The AP may coexist with dual AV nodal pathways. The dual AV nodal physiology can be observed in more than 10% of patients with Wolff-Parkinson-White syndrome.1) However, supraventricular tachycardia, due to coexisting AP and dual AV nodal pathways in a single patient, is less common. In our patient, the dual AV nodal pathways were unmasked after successful elimination of AP. The slow pathway could be documented and ablated after abolishing the conduction over the AP. The current case suggests the importance of investigating another mechanism of supraventricular tachycardia, even after a successful ablation of the AP.
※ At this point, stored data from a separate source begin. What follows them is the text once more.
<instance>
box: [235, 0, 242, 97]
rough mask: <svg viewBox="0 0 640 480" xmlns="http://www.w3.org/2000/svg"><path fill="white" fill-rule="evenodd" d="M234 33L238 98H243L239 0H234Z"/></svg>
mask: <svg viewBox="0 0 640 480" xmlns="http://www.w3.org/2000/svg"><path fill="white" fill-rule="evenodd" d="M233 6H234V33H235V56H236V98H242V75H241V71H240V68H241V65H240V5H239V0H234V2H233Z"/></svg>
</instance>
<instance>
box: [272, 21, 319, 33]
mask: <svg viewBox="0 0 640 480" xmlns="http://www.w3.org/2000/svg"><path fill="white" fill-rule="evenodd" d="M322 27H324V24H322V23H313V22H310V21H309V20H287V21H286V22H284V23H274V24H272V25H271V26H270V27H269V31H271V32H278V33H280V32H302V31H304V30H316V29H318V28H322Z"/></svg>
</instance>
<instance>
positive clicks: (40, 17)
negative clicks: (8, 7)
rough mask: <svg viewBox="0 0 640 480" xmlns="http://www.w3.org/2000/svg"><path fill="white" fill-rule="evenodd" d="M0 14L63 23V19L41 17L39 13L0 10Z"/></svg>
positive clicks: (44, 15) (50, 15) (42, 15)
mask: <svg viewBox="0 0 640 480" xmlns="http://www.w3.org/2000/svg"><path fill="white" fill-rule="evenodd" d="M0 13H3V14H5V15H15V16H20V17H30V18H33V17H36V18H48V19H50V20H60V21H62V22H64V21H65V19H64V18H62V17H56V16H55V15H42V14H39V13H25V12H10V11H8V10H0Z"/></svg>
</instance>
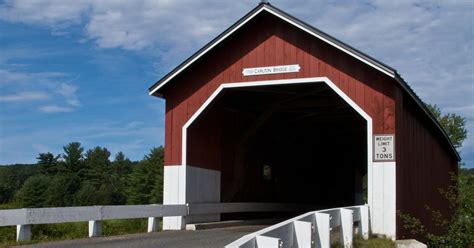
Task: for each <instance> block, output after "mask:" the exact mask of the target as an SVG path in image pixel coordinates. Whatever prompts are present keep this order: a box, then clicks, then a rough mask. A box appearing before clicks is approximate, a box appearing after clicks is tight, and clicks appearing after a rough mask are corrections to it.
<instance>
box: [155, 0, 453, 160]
mask: <svg viewBox="0 0 474 248" xmlns="http://www.w3.org/2000/svg"><path fill="white" fill-rule="evenodd" d="M261 13H270V14H272V15H274V16H276V17H278V18H280V19H282V20H283V21H286V22H288V23H290V24H291V25H293V26H295V27H297V28H298V29H300V30H302V31H304V32H307V33H309V34H310V35H312V36H314V37H316V38H318V39H320V40H322V41H324V42H326V43H328V44H330V45H332V46H333V47H335V48H337V49H339V50H341V51H343V52H344V53H346V54H348V55H350V56H352V57H354V58H356V59H358V60H359V61H361V62H363V63H365V64H367V65H369V66H370V67H372V68H374V69H376V70H378V71H380V72H382V73H384V74H386V75H387V76H389V77H391V78H393V79H394V80H395V81H396V82H397V83H398V85H399V86H400V87H401V88H402V89H403V90H404V91H405V93H407V94H408V95H409V96H410V97H411V98H412V99H413V100H414V102H415V103H416V104H417V105H418V106H419V107H420V109H421V110H422V112H423V113H425V114H426V116H427V117H428V118H429V119H430V120H431V122H432V123H433V124H434V125H435V127H436V128H437V130H438V131H439V132H440V134H441V135H442V136H443V137H444V139H445V140H446V142H447V143H448V145H449V146H450V148H451V149H452V151H453V153H454V155H455V156H456V158H457V159H458V161H460V160H461V157H460V156H459V153H458V151H457V150H456V148H455V147H454V145H453V143H452V142H451V140H450V139H449V136H448V135H447V133H446V131H445V130H444V129H443V128H442V127H441V125H440V124H439V122H438V121H437V120H436V118H435V117H434V116H433V114H432V113H431V112H430V111H429V110H428V108H427V107H426V105H425V104H424V103H423V101H422V100H421V99H420V98H419V97H418V96H417V95H416V94H415V92H414V91H413V90H412V88H411V87H410V86H409V85H408V84H407V83H406V82H405V80H403V78H402V77H401V76H400V75H399V74H398V72H397V71H396V70H395V69H393V68H392V67H390V66H388V65H386V64H384V63H382V62H380V61H379V60H377V59H374V58H372V57H371V56H369V55H367V54H365V53H363V52H361V51H359V50H357V49H355V48H353V47H352V46H350V45H348V44H346V43H344V42H342V41H340V40H338V39H336V38H334V37H332V36H330V35H328V34H326V33H325V32H323V31H321V30H319V29H317V28H315V27H313V26H311V25H309V24H307V23H305V22H303V21H301V20H299V19H298V18H295V17H293V16H292V15H290V14H288V13H286V12H284V11H282V10H280V9H278V8H276V7H274V6H273V5H271V4H269V3H268V2H262V3H260V4H259V5H258V6H257V7H255V8H254V9H252V10H251V11H250V12H249V13H247V14H246V15H245V16H243V17H242V18H240V19H239V20H238V21H237V22H236V23H234V24H233V25H232V26H230V27H229V28H228V29H226V30H225V31H224V32H223V33H221V34H220V35H218V36H217V37H216V38H214V39H213V40H211V41H210V42H209V43H207V44H206V45H205V46H204V47H202V48H201V49H199V50H198V51H197V52H196V53H194V54H193V55H191V57H189V58H188V59H186V60H185V61H183V62H182V63H181V64H179V65H178V66H177V67H176V68H174V69H173V70H172V71H170V72H169V73H168V74H166V75H165V76H164V77H163V78H161V79H160V80H158V81H157V82H156V83H154V84H153V85H152V86H151V87H150V88H149V89H148V90H149V94H150V95H153V96H157V97H163V96H162V93H161V91H160V90H161V89H162V88H163V87H164V86H165V85H167V84H169V83H171V82H172V81H173V79H174V78H175V77H176V76H177V75H179V74H180V73H181V72H182V71H184V70H186V69H187V68H188V67H189V66H190V65H191V64H193V63H194V62H196V61H197V60H199V59H200V58H201V57H202V56H203V55H205V54H206V53H208V52H209V51H210V50H212V49H213V48H214V47H216V46H217V45H218V44H220V43H221V42H222V41H224V40H225V39H227V38H228V37H229V36H231V35H232V34H233V33H234V32H235V31H237V30H238V29H240V28H241V27H243V26H244V25H245V24H246V23H247V22H249V21H250V20H252V19H253V18H255V17H256V16H258V15H259V14H261Z"/></svg>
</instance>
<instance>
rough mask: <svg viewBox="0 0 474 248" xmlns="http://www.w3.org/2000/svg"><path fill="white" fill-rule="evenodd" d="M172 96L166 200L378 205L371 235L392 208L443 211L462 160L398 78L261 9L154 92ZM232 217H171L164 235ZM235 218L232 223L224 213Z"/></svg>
mask: <svg viewBox="0 0 474 248" xmlns="http://www.w3.org/2000/svg"><path fill="white" fill-rule="evenodd" d="M150 95H153V96H157V97H161V98H164V99H166V135H165V169H164V174H165V177H164V181H165V182H164V204H185V203H199V202H282V203H304V204H311V205H314V206H315V207H320V208H326V207H328V208H329V207H340V206H348V205H358V204H363V203H364V187H363V185H364V180H367V185H368V192H367V203H368V205H369V206H370V216H371V229H372V232H373V233H378V234H385V235H388V236H390V237H392V238H395V237H397V236H399V237H400V236H402V235H403V234H404V230H403V229H402V226H401V224H400V220H399V219H397V217H396V211H397V210H399V211H402V212H405V213H410V214H413V215H414V216H416V217H419V218H420V219H421V220H428V219H429V216H428V214H427V213H426V212H425V210H424V206H425V205H426V204H428V205H430V206H431V207H433V208H437V209H441V210H444V211H445V210H447V203H446V202H445V201H444V200H443V199H442V196H441V195H440V194H439V192H438V188H445V187H446V186H448V185H449V183H450V175H449V172H456V171H457V162H458V161H459V155H458V153H457V152H456V150H455V148H454V147H453V145H452V144H451V142H450V140H449V138H448V137H447V135H446V133H445V132H444V131H443V129H442V128H441V127H440V125H439V123H438V122H437V121H436V120H435V119H434V117H433V116H432V115H431V114H430V113H429V111H428V110H427V108H426V107H425V106H424V104H423V103H422V101H421V100H420V99H419V98H418V97H417V96H416V94H415V93H414V92H413V91H412V90H411V88H410V87H409V86H408V85H407V83H406V82H405V81H404V80H403V79H402V78H401V77H400V76H399V75H398V74H397V72H396V71H395V70H394V69H393V68H391V67H389V66H387V65H385V64H383V63H381V62H379V61H377V60H375V59H374V58H371V57H370V56H368V55H366V54H364V53H362V52H360V51H358V50H356V49H354V48H352V47H351V46H349V45H347V44H344V43H342V42H341V41H339V40H337V39H335V38H333V37H331V36H329V35H327V34H325V33H323V32H321V31H320V30H318V29H316V28H314V27H312V26H310V25H308V24H306V23H304V22H302V21H300V20H298V19H296V18H295V17H292V16H290V15H288V14H287V13H285V12H283V11H281V10H279V9H277V8H275V7H273V6H272V5H270V4H265V3H262V4H260V5H258V6H257V7H256V8H255V9H253V10H252V11H250V12H249V13H248V14H247V15H245V16H244V17H243V18H242V19H240V20H239V21H238V22H237V23H235V24H234V25H232V26H231V27H229V28H228V29H227V30H226V31H225V32H224V33H222V34H221V35H219V36H218V37H216V38H215V39H214V40H212V41H211V42H210V43H208V44H207V45H206V46H205V47H203V48H202V49H200V50H199V51H197V52H196V53H195V54H194V55H193V56H191V57H190V58H189V59H187V60H186V61H184V62H183V63H182V64H181V65H179V66H178V67H177V68H175V69H174V70H173V71H171V72H170V73H169V74H167V75H166V76H165V77H163V78H162V79H161V80H159V81H158V82H157V83H155V84H154V85H153V86H152V87H150ZM221 217H222V218H226V216H219V215H218V214H215V215H196V216H190V217H186V218H184V217H165V218H164V228H165V229H182V228H183V227H184V225H185V224H186V223H194V222H202V221H216V220H219V219H220V218H221ZM227 217H229V216H227Z"/></svg>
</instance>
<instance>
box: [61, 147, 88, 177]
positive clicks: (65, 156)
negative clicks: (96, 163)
mask: <svg viewBox="0 0 474 248" xmlns="http://www.w3.org/2000/svg"><path fill="white" fill-rule="evenodd" d="M63 150H64V154H63V155H62V157H63V158H64V162H65V166H66V169H67V171H68V172H72V173H79V171H80V170H81V169H82V165H83V162H84V158H83V154H82V153H83V152H84V148H82V147H81V143H79V142H71V143H69V144H68V145H67V146H64V147H63Z"/></svg>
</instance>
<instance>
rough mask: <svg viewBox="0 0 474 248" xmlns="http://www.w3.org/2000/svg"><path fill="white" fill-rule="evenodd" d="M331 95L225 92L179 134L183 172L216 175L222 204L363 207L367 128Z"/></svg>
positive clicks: (335, 95) (234, 217) (339, 94)
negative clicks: (184, 134)
mask: <svg viewBox="0 0 474 248" xmlns="http://www.w3.org/2000/svg"><path fill="white" fill-rule="evenodd" d="M334 87H335V86H334V85H332V83H331V82H330V81H327V82H305V83H295V84H291V83H289V84H279V83H277V84H268V85H266V84H262V85H252V84H248V85H245V86H244V87H229V88H225V87H224V88H222V89H221V91H220V92H219V93H218V94H215V95H214V99H212V101H209V102H208V103H209V104H208V105H207V106H205V109H204V108H203V109H202V112H201V113H199V114H198V115H196V116H195V119H192V121H191V123H189V124H190V125H189V126H187V127H186V128H185V129H183V132H186V139H187V140H186V143H185V144H186V145H187V147H186V149H185V151H186V157H185V158H186V162H187V164H188V165H192V166H199V167H204V168H207V169H211V170H216V171H219V172H220V182H219V185H215V186H218V187H219V188H220V192H219V198H220V199H219V200H220V202H272V203H275V202H278V203H297V204H309V205H312V206H313V209H318V208H331V207H340V206H350V205H358V204H363V203H364V201H366V200H364V198H365V197H364V195H365V196H366V195H367V194H364V191H365V190H366V189H367V177H366V176H365V175H367V172H368V168H369V166H368V163H370V162H368V161H369V159H368V147H369V146H368V145H369V144H368V142H370V139H369V138H368V136H367V132H368V130H367V129H368V127H370V125H368V123H369V122H370V121H369V120H367V119H365V118H364V117H363V116H361V114H359V113H358V111H357V110H356V109H354V106H351V104H353V103H351V102H347V99H344V98H343V97H341V95H340V94H341V93H340V92H338V89H335V88H334ZM349 101H350V100H349ZM198 112H199V111H198ZM370 145H371V144H370ZM203 193H204V192H200V194H203ZM204 194H205V193H204ZM249 216H250V217H251V216H252V215H247V217H249ZM222 217H223V218H224V219H225V218H235V217H236V216H235V215H223V216H222ZM243 217H246V216H241V215H239V218H243ZM259 217H261V214H259Z"/></svg>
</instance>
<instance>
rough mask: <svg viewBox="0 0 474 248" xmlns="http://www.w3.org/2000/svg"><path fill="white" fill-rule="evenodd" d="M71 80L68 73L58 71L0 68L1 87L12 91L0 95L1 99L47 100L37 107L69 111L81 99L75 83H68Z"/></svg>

Another instructive finding in the current case was the successful elimination of the left lateral AP, through the intra CS approach. The left lateral AP was resistant to a conventional endocardial RF ablation via a transseptal approach. Left-sided AV APs, the anatomical substrates for the AVRT composed of muscular bundles, usually course through the AV fat pad between the CS and the annulus fibrosus and hug the hinge point of the mural leaflet of the mitral valve, which can be mapped and ablated from the left atrium, left ventricle, or CS.2)3) Ablation of left free wall AP requires that the tip of the ablation catheter be positioned at a target site along either the atrial or ventricular surface of the mitral annulus. These pathways can be approached from the left cardiac chambers via a transseptal or transaortic approach. Earlier studies reported that the successful rates of endocardial ablation of AP were 87-99%.4)5) There may be a variety of reasons for a lengthy or ablation failure of AP. For example, epicardial insertion of the AP is an important cause of difficult endocardial AP ablation, particularly in the left lateral anatomic location. Haissaguerre et al.6) reported a successful epicardial catheter ablation of the left lateral AP, through the CS, when endocardial approaches were unsuccessful. As in this case, RF ablation via inside the CS would be an effective alternative approach if AP is resistant to the traditional endocardial RF ablation.